Open lohedges opened 3 years ago
Can you link to the PR at staged-recipes
? I can't find it. If it's not there, there's a chance there's a missing pin that might appear when you run through the CF CI pipeline!
We have two packages that link to openmm
in case you need an example:
Also, py37h18a0e3e_6
is compiled for CUDA 9.2, while py37h01de88b_6
is compiled for CUDA 11. CUDA 11 requires CentOS 7, but CUDA <= 10.2 is still built with CentOS 6, so that's possibly your ABI issue!
Btw, if you want, you can tag me in the staged-recipes PR and I will add some comments so it works as expected!
Thanks for the quick reply. I haven't created a pull request yet. I was just testing the build locally in order to make sure everything worked before doing so. (Our build is quite large and slow.)
Yes, it does look like an ABI issue, although I'm confused that I have a system glibc
newer than the one specified in the run requirements section in the meta.yaml
for the package that fails, i.e. >=2.17
.
I'll create a PR for the my stage-recipes fork. Thanks for the offer to tag you in. It would be great to get your help ironing out any build issues.
Bringing in cudatoolkit==11
will bring sysroot==2.17
too, hence the different glibc. We'll see on the PR more clearly.
I've now submitted the PR (linked above). Thanks for your help.
Does this come up during testing or the build?
@jakirkham: This error is thrown during a build of Sire against the conda-forge package of OpenMM in a clean Python 3.7 environment on my up-to-date Linux box running glibc 2.33-4. The build is fine when using the Omnia channel package (which has worked for us for years) and also when building against earlier conda-forge builds of OpenMM.
Maybe temporarily constrain cudatoolkit
to 10.2
in host
(assuming this project doesn't also have CUDA bits that need to be built)? This can be relaxed after merging in the feedstock. Basically it sounds like staged-recipes
doesn't have a good way of selecting different OS versions, which is causing the issue here and shouldn't be a blocker for a recipe submission. The suggestion included here should work around that. Though if someone comes along with a better solution, would be interested to see that as well
Basically it sounds like staged-recipes doesn't have a good way of selecting different OS versions
This is not true.
Ok how does one configure this then?
If you look at the staged-recipes PR above, you'll see that it works just fine.

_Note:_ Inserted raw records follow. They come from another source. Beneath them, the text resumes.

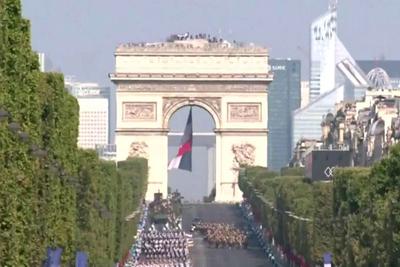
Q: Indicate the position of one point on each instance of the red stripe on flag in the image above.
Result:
(186, 147)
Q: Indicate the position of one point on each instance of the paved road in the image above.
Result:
(204, 256)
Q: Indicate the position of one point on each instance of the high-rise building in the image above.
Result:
(42, 59)
(283, 99)
(94, 116)
(334, 77)
(305, 93)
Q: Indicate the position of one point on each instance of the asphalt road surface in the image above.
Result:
(204, 256)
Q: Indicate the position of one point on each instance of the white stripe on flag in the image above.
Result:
(174, 163)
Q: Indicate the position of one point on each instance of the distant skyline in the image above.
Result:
(80, 36)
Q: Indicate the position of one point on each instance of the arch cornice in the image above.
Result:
(211, 104)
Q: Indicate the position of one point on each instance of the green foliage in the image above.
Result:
(67, 198)
(357, 216)
(296, 171)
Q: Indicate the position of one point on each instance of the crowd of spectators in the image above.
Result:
(222, 235)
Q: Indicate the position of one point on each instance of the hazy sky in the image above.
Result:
(79, 36)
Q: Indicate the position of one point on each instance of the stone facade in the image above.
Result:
(230, 83)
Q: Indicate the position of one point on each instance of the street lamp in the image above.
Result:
(24, 136)
(3, 114)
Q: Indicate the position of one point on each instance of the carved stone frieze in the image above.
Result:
(244, 112)
(244, 155)
(190, 87)
(138, 149)
(133, 111)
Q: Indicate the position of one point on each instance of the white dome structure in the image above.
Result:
(379, 78)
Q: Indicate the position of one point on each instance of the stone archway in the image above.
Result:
(199, 183)
(153, 82)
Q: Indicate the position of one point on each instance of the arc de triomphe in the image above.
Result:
(154, 80)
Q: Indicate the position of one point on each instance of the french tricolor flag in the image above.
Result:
(183, 159)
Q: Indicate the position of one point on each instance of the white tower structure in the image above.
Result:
(93, 103)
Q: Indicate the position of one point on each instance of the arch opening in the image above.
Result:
(195, 186)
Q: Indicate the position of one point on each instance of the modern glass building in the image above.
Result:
(307, 120)
(391, 67)
(283, 98)
(334, 77)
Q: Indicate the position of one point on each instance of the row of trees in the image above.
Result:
(356, 217)
(53, 194)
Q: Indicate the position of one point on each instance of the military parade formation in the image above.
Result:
(166, 248)
(221, 235)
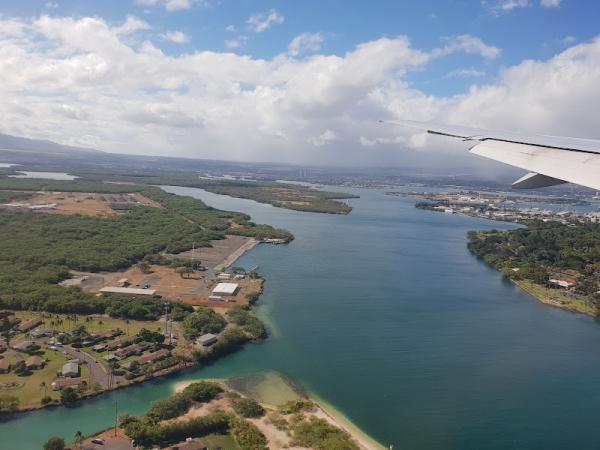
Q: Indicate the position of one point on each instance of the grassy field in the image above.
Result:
(555, 297)
(224, 442)
(93, 324)
(32, 390)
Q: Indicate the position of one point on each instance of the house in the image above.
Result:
(98, 337)
(226, 289)
(127, 366)
(118, 343)
(190, 444)
(35, 362)
(206, 340)
(22, 346)
(39, 333)
(70, 370)
(563, 282)
(29, 325)
(152, 357)
(4, 365)
(136, 349)
(68, 382)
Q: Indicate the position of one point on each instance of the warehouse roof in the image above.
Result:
(226, 289)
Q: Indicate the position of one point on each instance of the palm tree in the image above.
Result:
(79, 438)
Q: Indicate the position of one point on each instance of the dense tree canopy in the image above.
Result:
(39, 250)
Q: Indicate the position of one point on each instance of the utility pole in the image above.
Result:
(167, 321)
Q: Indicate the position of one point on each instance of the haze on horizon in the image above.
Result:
(307, 84)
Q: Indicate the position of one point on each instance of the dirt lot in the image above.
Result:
(194, 289)
(84, 203)
(218, 255)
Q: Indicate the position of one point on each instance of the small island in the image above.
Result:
(556, 263)
(210, 414)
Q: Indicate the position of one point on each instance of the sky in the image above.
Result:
(296, 81)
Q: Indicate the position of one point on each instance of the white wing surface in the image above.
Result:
(550, 160)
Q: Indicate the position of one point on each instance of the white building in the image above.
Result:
(226, 289)
(70, 369)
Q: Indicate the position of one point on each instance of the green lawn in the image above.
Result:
(31, 393)
(224, 442)
(63, 323)
(555, 295)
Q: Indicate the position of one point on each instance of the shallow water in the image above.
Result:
(384, 314)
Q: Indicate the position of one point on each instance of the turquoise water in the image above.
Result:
(385, 315)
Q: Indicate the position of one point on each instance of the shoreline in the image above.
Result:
(571, 305)
(170, 371)
(237, 254)
(340, 420)
(325, 411)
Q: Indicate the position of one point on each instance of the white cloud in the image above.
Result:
(169, 5)
(238, 42)
(499, 7)
(366, 142)
(262, 21)
(324, 138)
(465, 73)
(469, 44)
(81, 81)
(305, 42)
(131, 25)
(176, 36)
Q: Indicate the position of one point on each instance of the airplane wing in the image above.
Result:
(550, 160)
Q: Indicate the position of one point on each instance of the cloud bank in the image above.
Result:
(83, 81)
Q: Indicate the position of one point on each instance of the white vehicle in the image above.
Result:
(550, 160)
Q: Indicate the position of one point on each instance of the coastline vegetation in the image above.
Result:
(533, 257)
(39, 250)
(284, 195)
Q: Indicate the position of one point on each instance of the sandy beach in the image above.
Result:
(323, 411)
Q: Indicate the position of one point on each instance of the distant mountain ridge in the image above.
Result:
(9, 142)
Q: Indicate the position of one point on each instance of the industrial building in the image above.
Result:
(226, 289)
(70, 370)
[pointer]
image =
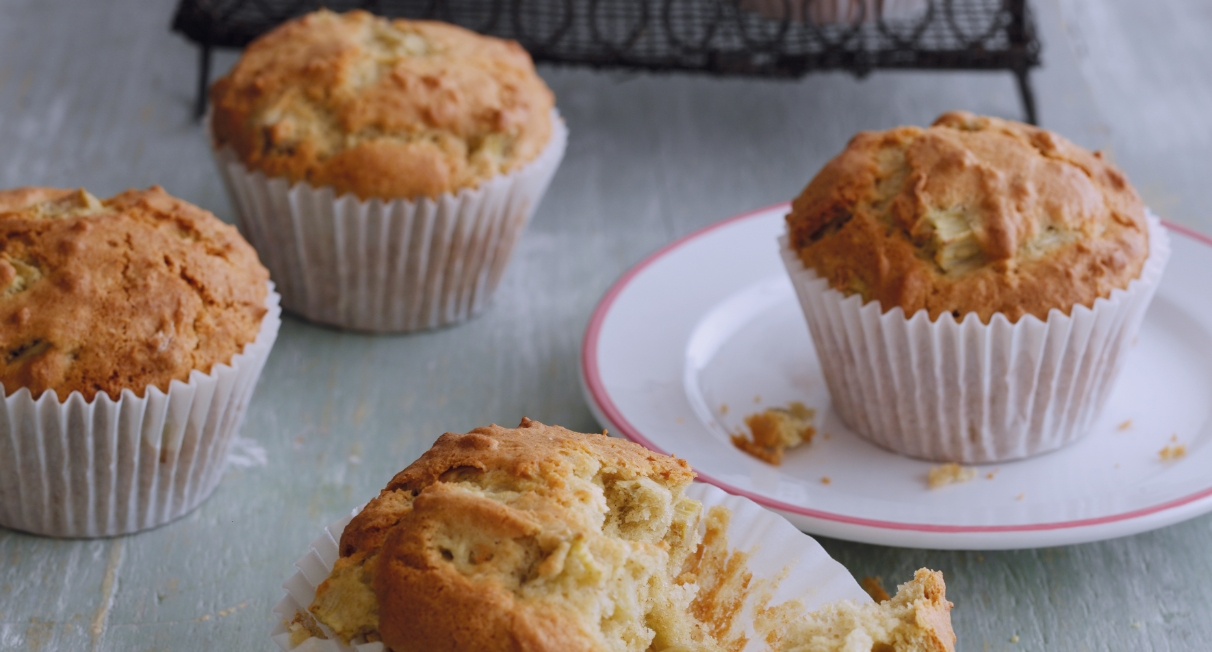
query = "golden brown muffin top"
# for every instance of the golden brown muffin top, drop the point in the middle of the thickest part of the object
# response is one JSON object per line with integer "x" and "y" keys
{"x": 133, "y": 291}
{"x": 382, "y": 108}
{"x": 553, "y": 539}
{"x": 972, "y": 215}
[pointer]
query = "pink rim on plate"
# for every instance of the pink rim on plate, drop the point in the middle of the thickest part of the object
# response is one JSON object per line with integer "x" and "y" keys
{"x": 600, "y": 395}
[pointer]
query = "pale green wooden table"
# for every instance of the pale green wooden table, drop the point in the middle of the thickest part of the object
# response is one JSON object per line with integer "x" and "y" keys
{"x": 97, "y": 93}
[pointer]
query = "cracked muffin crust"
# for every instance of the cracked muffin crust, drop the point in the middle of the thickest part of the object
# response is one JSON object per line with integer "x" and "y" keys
{"x": 555, "y": 541}
{"x": 98, "y": 296}
{"x": 390, "y": 109}
{"x": 972, "y": 215}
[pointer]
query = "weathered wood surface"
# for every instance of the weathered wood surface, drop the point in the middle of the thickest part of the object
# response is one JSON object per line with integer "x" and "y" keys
{"x": 97, "y": 93}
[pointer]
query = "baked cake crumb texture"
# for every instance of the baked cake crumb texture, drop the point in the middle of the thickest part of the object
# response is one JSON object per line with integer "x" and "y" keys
{"x": 544, "y": 539}
{"x": 775, "y": 430}
{"x": 1172, "y": 452}
{"x": 971, "y": 215}
{"x": 382, "y": 108}
{"x": 916, "y": 619}
{"x": 874, "y": 588}
{"x": 948, "y": 474}
{"x": 127, "y": 292}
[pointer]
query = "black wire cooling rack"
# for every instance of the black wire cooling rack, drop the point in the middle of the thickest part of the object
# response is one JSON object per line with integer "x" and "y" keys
{"x": 761, "y": 38}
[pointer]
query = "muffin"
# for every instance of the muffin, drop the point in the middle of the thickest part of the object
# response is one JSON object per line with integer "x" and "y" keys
{"x": 384, "y": 169}
{"x": 135, "y": 327}
{"x": 971, "y": 286}
{"x": 558, "y": 541}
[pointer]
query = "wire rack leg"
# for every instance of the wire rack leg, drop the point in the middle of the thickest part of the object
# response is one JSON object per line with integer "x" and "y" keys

Thanks for your comments. I think you have misunderstood my question. As you say, in the staged-recipes PR the build works just fine, which is what I would expect because the build platform and version of glibc are the same. However, if we try to use the conda-forge OpenMM package on a different Linux system then, unlike the Omnia package, we can no longer build against it because of the memcpy symbol issue mentioned in the original post.
We have built against OpenMM in this way for a long time (we do this for development purposes and for creating our own self-contained binary install of Sire) and haven't had issues using libOpenMM from the Omnia channel, i.e. it works on all systems with a version of glibc equal to or newer than what it was built against. It's quite possible that we can solve this issue by adjusting our build configuration, but I just wanted to point it out in case the change in the memcpy symbol required by libOpenMM was undesired. The OpenMM docs do tell you to use the conda-forge package, so I would expect people to be building against its libOpenMM locally.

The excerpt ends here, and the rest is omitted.